$\newcommand{\ud}{{#1^{\dagger}}} \newcommand{\bra}{\left\langle #1\right|} \newcommand{\ket}{\left| #1\right\rangle} \newcommand{\braket}{\left\langle #1 | #2\right\rangle} \newcommand{\braketo}{\left\langle #1 \right| #2 \left| #3\right\rangle} \newcommand{\ketbra}{\left| #1\right\rangle\left\langle #2\right|} \newcommand{\angle}{\left\langle #1\right\rangle}$

# Table of Contents

## The Hamiltonian

Similar to how position and momentum play a key role in expressing the total energy of a particle in classical physics, position and momentum are the primary observables in quantum mechanics. The quantum mechanical Hamiltonian operator for a particle moving in one dimension is: $$\hat{H}=\frac{\hat{p}_x^2}{2m}+V(\hat{x})$$

## Energy Eigenvalue Equation

There are few quantum mechanical problems that can be solved using abstract kets. It is generally more convenient to express quantum states as spatial functions known as wavefunctions, denoted as $\psi(x)$. This is a representation of the abstract quantum state, known as the position representation: $$\ket{\psi}\doteq\psi(x)$$ This representation uses the position eigenstates as the preferred basis. The energy eigenstates, written as wave functions, are denoted as $\ket{E_i}\doteq\phi_{E_i}(x)$. Thus, the energy eigenvalue equation becomes: $\hat{H}\phi_{E_i}(x)=E_i\phi_{E_i}(x)$. To solve this, we represent the operators in the Hamiltonian in the position representation. $$\hat{x}\doteq x,\quad\hat{p}\doteq -i\hbar\frac{d}{dx}$$ Thus, the eigenvalue equation becomes: $$\bigg(-\frac{\hbar^2}{2m}\frac{d^2}{dx^2}+V(x)\bigg)\phi_E(x)=E\phi_E(x)$$

## The Wavefunction

Unlike ket vectors, wavefunctions represent a continuous distribution of probabilities. The wavefunction is defined as the probability amplitude for the quantum state to be measured in the position eigenstate: $$\psi(x)=\braket{x}{\psi}$$ The probability distribution can be calculated by taking the absolute square of the probability amplitude. $$P(x)=|\braket{x}{\psi}|^2=|\psi(x)|^2$$ Probability of finding a particle in $a< x < b$: $$P_{a < x < b}=\int_a^b|\psi(x)|^2dx$$ Probability for finding a state with energy $E_n$: $$P_{E_n}=|\braket{E_n}{\psi}|^2=|\int_{-\infty}^\infty\phi^*_n(x)\psi(x)dx|^2=|c_n|^2$$ $$\phi_n(x)=\braket{x}{E_n}$$ where $\phi_n(x)$ is the energy eigenstate with energy $E_n$.

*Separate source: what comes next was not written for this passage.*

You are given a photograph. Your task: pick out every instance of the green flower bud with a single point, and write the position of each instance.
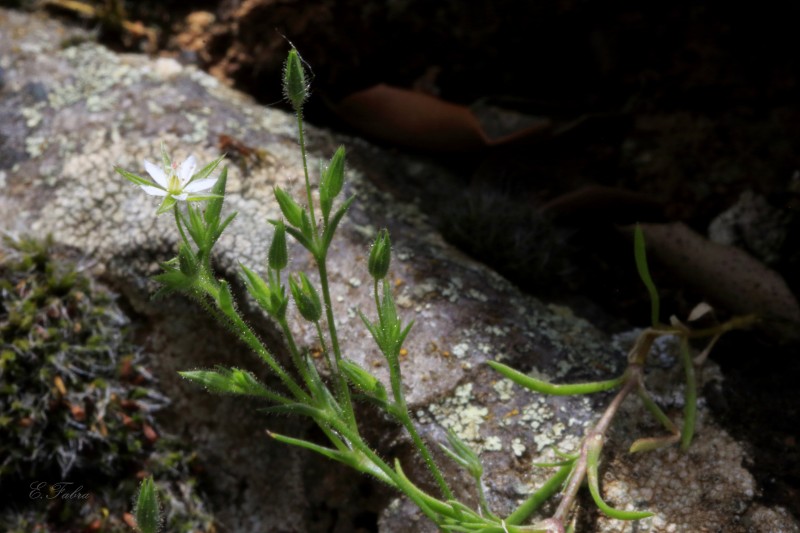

To find the expansion coefficient $c_n$, $$c_n=\int_{-\infty}^\infty\phi^*_n(x)\psi(x)dx$$ Note this is identical to the ket notation of $c_n=\braket{a_n}{\psi}$

Normalization condition: $$\int_{-\infty}^\infty P(x)dx=\int_{-\infty}^\infty|\psi(x)|^2dx=\int_{-\infty}^\infty\psi^*(x)\psi(x)dx=1$$

#### Bra-ket $\rightarrow$ Wavefunction

1. $\ket{\psi}\rightarrow\psi(x)$
2. $\bra{\psi}\rightarrow\psi^*(x)$
3. $\braket{}{}\rightarrow\int_{-\infty}^\infty dx$
4. $\hat{A}\rightarrow A(x)$

### Expectation Value

$$\angle{\hat{A}}=\braketo{\psi}{\hat{A}}{\psi}=\int_{-\infty}^\infty\psi^*(x)A\psi(x)dx$$ $$\angle{\hat{x}}=\braketo{\psi}{\hat{x}}{\psi}=\int_{-\infty}^\infty\psi^*(x)x\psi(x)dx$$ $$\angle{\hat{p}}=\braketo{\psi}{\hat{p}}{\psi}=\int_{-\infty}^\infty\psi^*(x)\big(-i\hbar\frac{d}{dx}\big)\psi(x)dx$$ $$\angle{H}=\sum_n |c_n|^2E_n$$

### Properties of Energy Eigenstates

1. Normalization: $$\braket{E_n}{E_n}=1\longleftrightarrow\int_{-\infty}^\infty|\phi_n(x)|^2dx=1$$
2. Orthogonality: $$\braket{E_n}{E_m}=\delta_{nm}\longleftrightarrow\int_{-\infty}^\infty\phi_n^*(x)\phi_m(x)dx=\delta_{nm}$$
3. Completenes: $$\ket{\psi}=\sum_n c_n\ket{E_n}\longleftrightarrow\psi(x)=\sum_n c_n\phi_n(x)$$

## The SE Recipe for Wavefunctions

1. Diagonalize $H$ to find energy eigenvalues and energy eigenstates. $$H\phi_n(x)=E_n\phi_n(x)$$
2. Write $\psi(0)$ as a superposition of energy eigenstates $$\psi(x,0)=\sum_n c_n\phi_n(x),\quad c_n=\int_{-\infty}^\infty\phi_n^*(x)\psi(x,0)dx$$
3. Multiply each term in the superposition (in the energy/momentum basis) by a phase, $e^{-iE_nt/\hbar}$, to get $\psi(x,t)$. $$\psi(x,t)=\sum_n c_n e^{-iE_nt/\hbar}\phi_n(x)$$
4. Calculate observable $\hat{A}$. $$\angle{A}=\int_{-\infty}^\infty\psi^*(x,t)A\psi(x,t)dx$$